Le Canada est actuellement le coprésident de la Coalition pour le climat et l’air pur (CCAP), un groupe volontaire de pays et d’organisations qui unissent leurs efforts pour réduire les émissions de polluants de courte durée de vie (PCDV). Depuis son lancement en février 2012, la CCAP s’affaire à mettre en place des mesures de réduction des PCDV dans plusieurs secteurs, dont les véhicules et les moteurs diesel lourds 46. Le Canada est également l’un des nombreux pays à élaborer un plan d’action pour un transport écologique mondial sous l’égide de la CCAP et du Programme des Nations Unies pour l’environnement. Ce plan incite à la collaboration en vue d’améliorer l’efficacité du transport mondial des marchandises, de manière à réduire son incidence sur le climat 47.
Selon un grand nombre d’observateurs, il sera nécessaire d’accélérer la transition vers les véhicules électriques (VE) en vue de l’atteinte de la carboneutralité d’ici 2050. Si les technologies de VE sont typiquement associées aux voitures et aux camions légers, des études récentes ont porté sur différents scénarios possibles où les véhicules lourds et mi‑lourds qui parcourent de longues distances feraient partie de la transition vers la carboneutralité 48. Il existe quatre grands types de VE 49 :
À l’heure actuelle, les biocarburants sont la principale solution de rechange commercialement viable au diesel 50, mais seuls les véhicules électriques à batterie et les véhicules électriques à pile à combustible alimentée à l’hydrogène ont le potentiel de réduire significativement les émissions de GES 51. À ce jour, cependant, les technologies de ces véhicules ne sont pas commercialement viables pour les camions lourds de longue distance, vu la densité des batteries, les contraintes de chargement des batteries et leur autonomie limitée.
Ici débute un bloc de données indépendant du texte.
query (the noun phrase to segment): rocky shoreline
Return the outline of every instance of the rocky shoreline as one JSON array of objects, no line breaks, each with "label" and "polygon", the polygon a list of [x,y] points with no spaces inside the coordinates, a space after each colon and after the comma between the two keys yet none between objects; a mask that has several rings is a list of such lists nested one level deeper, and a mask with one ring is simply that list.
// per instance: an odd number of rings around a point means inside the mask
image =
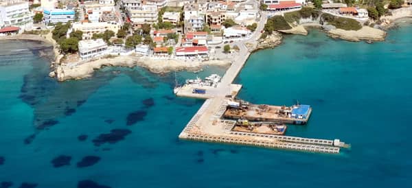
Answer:
[{"label": "rocky shoreline", "polygon": [[156,73],[172,71],[187,70],[196,71],[205,65],[228,66],[229,60],[185,61],[174,59],[152,59],[135,55],[119,56],[90,60],[79,65],[60,65],[49,76],[57,78],[58,81],[83,79],[93,75],[95,70],[104,67],[124,67],[132,68],[139,66]]}]

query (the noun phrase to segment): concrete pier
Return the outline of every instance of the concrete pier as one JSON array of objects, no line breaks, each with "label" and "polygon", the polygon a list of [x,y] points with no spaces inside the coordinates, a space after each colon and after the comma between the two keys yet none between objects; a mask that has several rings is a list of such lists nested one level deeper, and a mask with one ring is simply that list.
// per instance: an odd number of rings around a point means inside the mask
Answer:
[{"label": "concrete pier", "polygon": [[[263,30],[266,16],[263,15],[257,31]],[[180,89],[176,93],[179,97],[206,99],[205,103],[190,119],[179,137],[181,139],[228,144],[239,144],[268,148],[278,148],[308,152],[338,154],[341,148],[348,145],[339,139],[327,140],[280,136],[269,134],[252,133],[233,131],[235,121],[224,119],[227,102],[230,96],[236,96],[242,86],[231,84],[246,62],[250,51],[257,45],[260,32],[255,32],[250,39],[237,43],[240,54],[244,56],[236,57],[231,67],[222,78],[216,87],[208,86],[205,94],[192,93],[193,86]],[[245,44],[251,47],[249,50]]]}]

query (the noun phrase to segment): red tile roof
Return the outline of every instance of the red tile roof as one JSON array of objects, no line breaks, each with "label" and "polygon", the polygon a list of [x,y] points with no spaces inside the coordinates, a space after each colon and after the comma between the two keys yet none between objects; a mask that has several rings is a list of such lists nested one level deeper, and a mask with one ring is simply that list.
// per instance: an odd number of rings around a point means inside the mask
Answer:
[{"label": "red tile roof", "polygon": [[205,35],[207,34],[206,32],[188,32],[187,35]]},{"label": "red tile roof", "polygon": [[163,42],[163,36],[154,36],[154,37],[153,37],[153,41],[154,42]]},{"label": "red tile roof", "polygon": [[18,32],[20,30],[20,27],[5,27],[3,29],[0,29],[0,33],[5,33],[5,32]]},{"label": "red tile roof", "polygon": [[279,1],[279,4],[269,5],[269,9],[282,9],[288,8],[295,8],[299,7],[302,5],[301,3],[296,3],[295,1]]},{"label": "red tile roof", "polygon": [[339,8],[339,12],[351,12],[356,14],[358,11],[354,7],[341,7]]},{"label": "red tile roof", "polygon": [[154,34],[173,34],[173,33],[174,33],[174,32],[171,30],[156,30],[156,31],[153,32]]},{"label": "red tile roof", "polygon": [[176,47],[176,52],[200,52],[200,51],[207,51],[207,47]]},{"label": "red tile roof", "polygon": [[154,53],[164,53],[168,52],[168,47],[155,47],[153,48]]}]

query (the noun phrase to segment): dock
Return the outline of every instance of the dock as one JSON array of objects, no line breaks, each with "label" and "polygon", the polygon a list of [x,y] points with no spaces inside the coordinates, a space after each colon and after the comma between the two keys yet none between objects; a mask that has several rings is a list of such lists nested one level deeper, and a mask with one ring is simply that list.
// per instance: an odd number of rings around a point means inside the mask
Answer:
[{"label": "dock", "polygon": [[[262,18],[264,21],[266,19],[266,16]],[[257,30],[263,30],[263,26],[264,25],[259,25]],[[326,154],[339,154],[341,148],[350,147],[350,145],[339,139],[310,139],[233,130],[236,122],[235,119],[241,116],[236,116],[236,113],[227,111],[228,102],[238,95],[242,89],[242,85],[233,84],[232,82],[240,72],[251,50],[257,45],[256,40],[260,34],[255,35],[248,41],[237,44],[240,48],[240,54],[244,56],[237,56],[233,60],[230,67],[217,86],[201,88],[198,86],[196,86],[196,89],[205,90],[204,93],[194,93],[193,91],[195,88],[193,86],[185,86],[176,93],[179,97],[206,99],[180,133],[179,139]],[[251,50],[248,49],[246,43],[252,45]],[[259,108],[259,105],[255,107]],[[268,106],[266,110],[259,114],[253,113],[255,109],[247,112],[246,115],[242,117],[250,118],[251,120],[255,121],[265,120],[305,124],[312,113],[312,109],[309,108],[307,117],[297,119],[289,116],[279,115],[282,106]],[[231,117],[232,119],[230,119]]]}]

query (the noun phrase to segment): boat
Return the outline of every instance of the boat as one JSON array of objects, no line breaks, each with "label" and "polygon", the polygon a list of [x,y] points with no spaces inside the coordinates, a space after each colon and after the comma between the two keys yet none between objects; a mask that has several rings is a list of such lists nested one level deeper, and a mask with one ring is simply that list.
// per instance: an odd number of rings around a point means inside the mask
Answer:
[{"label": "boat", "polygon": [[173,93],[174,95],[177,94],[177,93],[182,89],[182,86],[179,86],[177,82],[177,78],[176,77],[176,72],[174,72],[174,88],[173,89]]}]

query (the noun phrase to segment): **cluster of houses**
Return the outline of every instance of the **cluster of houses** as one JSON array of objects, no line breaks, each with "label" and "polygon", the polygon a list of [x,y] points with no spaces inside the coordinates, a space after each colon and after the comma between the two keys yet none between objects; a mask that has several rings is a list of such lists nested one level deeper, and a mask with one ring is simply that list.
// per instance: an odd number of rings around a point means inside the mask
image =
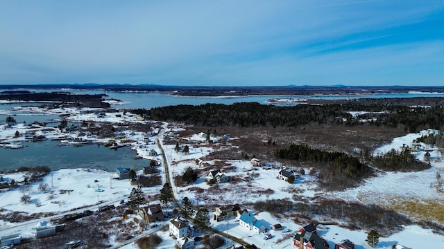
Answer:
[{"label": "cluster of houses", "polygon": [[[293,237],[293,245],[299,249],[330,249],[327,241],[318,234],[316,227],[308,224],[300,228]],[[334,245],[334,249],[355,249],[355,244],[344,239]]]}]

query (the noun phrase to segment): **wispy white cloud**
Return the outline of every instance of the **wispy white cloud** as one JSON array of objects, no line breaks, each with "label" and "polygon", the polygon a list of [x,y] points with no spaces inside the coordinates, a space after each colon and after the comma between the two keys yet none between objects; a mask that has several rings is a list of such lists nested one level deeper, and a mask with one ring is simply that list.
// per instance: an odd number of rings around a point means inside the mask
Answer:
[{"label": "wispy white cloud", "polygon": [[[0,84],[423,84],[422,76],[441,85],[443,10],[438,0],[3,1]],[[435,69],[421,75],[427,68]]]}]

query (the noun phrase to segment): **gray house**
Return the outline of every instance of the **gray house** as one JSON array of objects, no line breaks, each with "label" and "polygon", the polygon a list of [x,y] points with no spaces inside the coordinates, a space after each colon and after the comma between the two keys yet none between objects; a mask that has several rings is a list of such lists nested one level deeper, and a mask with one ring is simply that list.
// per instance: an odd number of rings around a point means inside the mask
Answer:
[{"label": "gray house", "polygon": [[119,179],[129,179],[130,178],[130,172],[131,172],[131,169],[123,167],[117,167],[117,174],[119,174]]}]

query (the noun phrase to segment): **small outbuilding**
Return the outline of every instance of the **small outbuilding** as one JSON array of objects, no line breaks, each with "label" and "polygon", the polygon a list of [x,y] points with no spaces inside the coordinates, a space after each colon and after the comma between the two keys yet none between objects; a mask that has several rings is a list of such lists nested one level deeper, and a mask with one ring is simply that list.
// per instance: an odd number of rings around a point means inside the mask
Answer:
[{"label": "small outbuilding", "polygon": [[281,224],[274,224],[273,225],[271,225],[271,229],[273,229],[275,231],[278,231],[278,230],[282,230],[282,225]]},{"label": "small outbuilding", "polygon": [[118,167],[117,174],[119,174],[119,180],[129,179],[130,172],[131,172],[131,169],[128,167]]}]

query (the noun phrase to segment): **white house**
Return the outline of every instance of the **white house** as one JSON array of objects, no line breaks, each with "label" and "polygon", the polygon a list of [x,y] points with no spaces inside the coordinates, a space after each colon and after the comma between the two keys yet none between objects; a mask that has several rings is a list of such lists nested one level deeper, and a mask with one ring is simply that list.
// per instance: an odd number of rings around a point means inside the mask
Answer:
[{"label": "white house", "polygon": [[285,181],[288,181],[289,177],[291,176],[293,176],[293,169],[284,168],[279,171],[279,173],[278,173],[278,176],[276,176],[276,178],[282,179]]},{"label": "white house", "polygon": [[188,221],[180,216],[169,220],[169,234],[176,239],[193,235],[193,230],[188,225]]},{"label": "white house", "polygon": [[213,181],[214,183],[220,183],[228,182],[228,181],[230,181],[230,177],[222,173],[221,169],[216,169],[208,173],[208,175],[205,177],[205,179],[207,181]]}]

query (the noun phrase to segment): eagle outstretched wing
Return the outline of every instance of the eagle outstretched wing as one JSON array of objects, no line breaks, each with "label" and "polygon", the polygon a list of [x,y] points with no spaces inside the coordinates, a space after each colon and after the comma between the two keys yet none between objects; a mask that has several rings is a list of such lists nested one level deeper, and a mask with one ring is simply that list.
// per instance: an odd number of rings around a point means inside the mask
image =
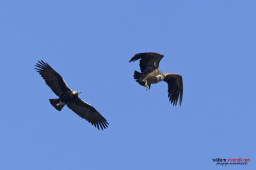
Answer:
[{"label": "eagle outstretched wing", "polygon": [[177,105],[179,96],[180,97],[180,106],[182,101],[183,95],[183,82],[182,77],[179,74],[163,73],[164,75],[164,81],[168,85],[168,97],[169,101],[173,106]]},{"label": "eagle outstretched wing", "polygon": [[163,54],[158,53],[137,53],[129,62],[140,60],[140,67],[141,73],[148,74],[158,68],[159,62],[164,57]]},{"label": "eagle outstretched wing", "polygon": [[84,118],[95,127],[97,125],[99,130],[99,126],[102,130],[103,128],[108,127],[107,120],[93,106],[80,98],[77,97],[76,100],[66,104],[70,110],[81,118]]},{"label": "eagle outstretched wing", "polygon": [[56,95],[60,97],[63,94],[71,90],[63,78],[47,63],[41,60],[35,66],[37,67],[35,68],[36,71],[39,73],[46,84],[50,87]]}]

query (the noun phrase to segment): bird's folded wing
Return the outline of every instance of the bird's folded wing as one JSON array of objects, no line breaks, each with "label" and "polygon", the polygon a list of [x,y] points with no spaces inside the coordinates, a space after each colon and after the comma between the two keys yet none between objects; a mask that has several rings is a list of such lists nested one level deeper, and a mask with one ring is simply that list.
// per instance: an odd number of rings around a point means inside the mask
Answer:
[{"label": "bird's folded wing", "polygon": [[160,60],[164,57],[163,54],[158,53],[137,53],[129,62],[140,60],[140,66],[141,73],[150,73],[159,67]]},{"label": "bird's folded wing", "polygon": [[182,101],[183,83],[182,77],[179,74],[163,73],[164,75],[164,81],[168,83],[169,101],[173,106],[177,105],[179,96],[180,98],[180,106]]}]

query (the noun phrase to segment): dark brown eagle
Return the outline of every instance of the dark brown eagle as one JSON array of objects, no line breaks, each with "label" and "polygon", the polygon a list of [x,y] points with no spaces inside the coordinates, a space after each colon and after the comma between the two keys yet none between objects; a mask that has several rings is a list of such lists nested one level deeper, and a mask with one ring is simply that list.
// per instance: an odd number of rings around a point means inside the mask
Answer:
[{"label": "dark brown eagle", "polygon": [[49,99],[51,104],[58,111],[61,111],[65,104],[89,123],[94,125],[99,130],[108,127],[107,120],[90,104],[79,97],[79,91],[72,90],[63,78],[56,72],[47,63],[38,61],[35,65],[37,72],[45,81],[46,84],[60,98]]},{"label": "dark brown eagle", "polygon": [[147,90],[150,89],[151,84],[164,81],[168,85],[169,101],[173,106],[177,105],[179,96],[180,106],[182,101],[183,83],[182,77],[176,73],[163,73],[158,68],[159,62],[164,57],[158,53],[140,53],[135,55],[129,62],[140,60],[140,66],[141,73],[134,71],[133,77],[141,85],[145,86]]}]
Ces obstacles pourraient toutefois disparaître avec l’évolution des batteries et le développement d’une infrastructure de chargement à haute puissance.
Certaines initiatives déjà en cours pourraient permettre aux entreprises canadiennes de parvenir à la carboneutralité d’ici 2050. Par exemple, la société Hydro One recevra 4,95 millions de dollars du Programme d’innovation énergétique – Démonstrations d’infrastructures pour véhicules électriques de Ressources naturelles Canada afin d’élaborer un projet pilote de bornes de recharge pour camions électriques lourds en Ontario. Le projet servira de modèle pour d’autres services publics etentreprises 52.
Dans les rangs des fournisseurs, on s’attend à ce que la disponibilité des véhicules de transport de marchandises à émissions nulles augmente au Canada et aux États‑Unis, pour passer à au moins 85 modèles proposés par plus de 30 marques 53, dont la Compagnie électrique Lion, Arrival, Rivian, Camions Volvo, Kenworth, Peterbilt et Workhorse.
Du côté des acheteurs, des entreprises canadiennes comme IKEA Canada, Metro Supply Chain Group, le Groupe Morneau, Mosaic Forest Management et Walmart Canada ont annoncé qu’elles avaient fait l’acquisition de camions lourds à émissions nulles dans le cadre de leurs efforts visant à donner priorité à la durabilité 54.
Jusqu’à présent, la Colombie‑Britannique et le Québec sont les seules provinces à avoir des programmes de remises à l’achat de camions électriques lourds. Le programme CleanBC Go Electric Specialty Use Vehicle Incentive de la Colombie‑Britannique offre une remise allant jusqu’à 100 000 $, tandis que le programme Écocamionnage du Québec offre 175 000 $ par véhicule 55.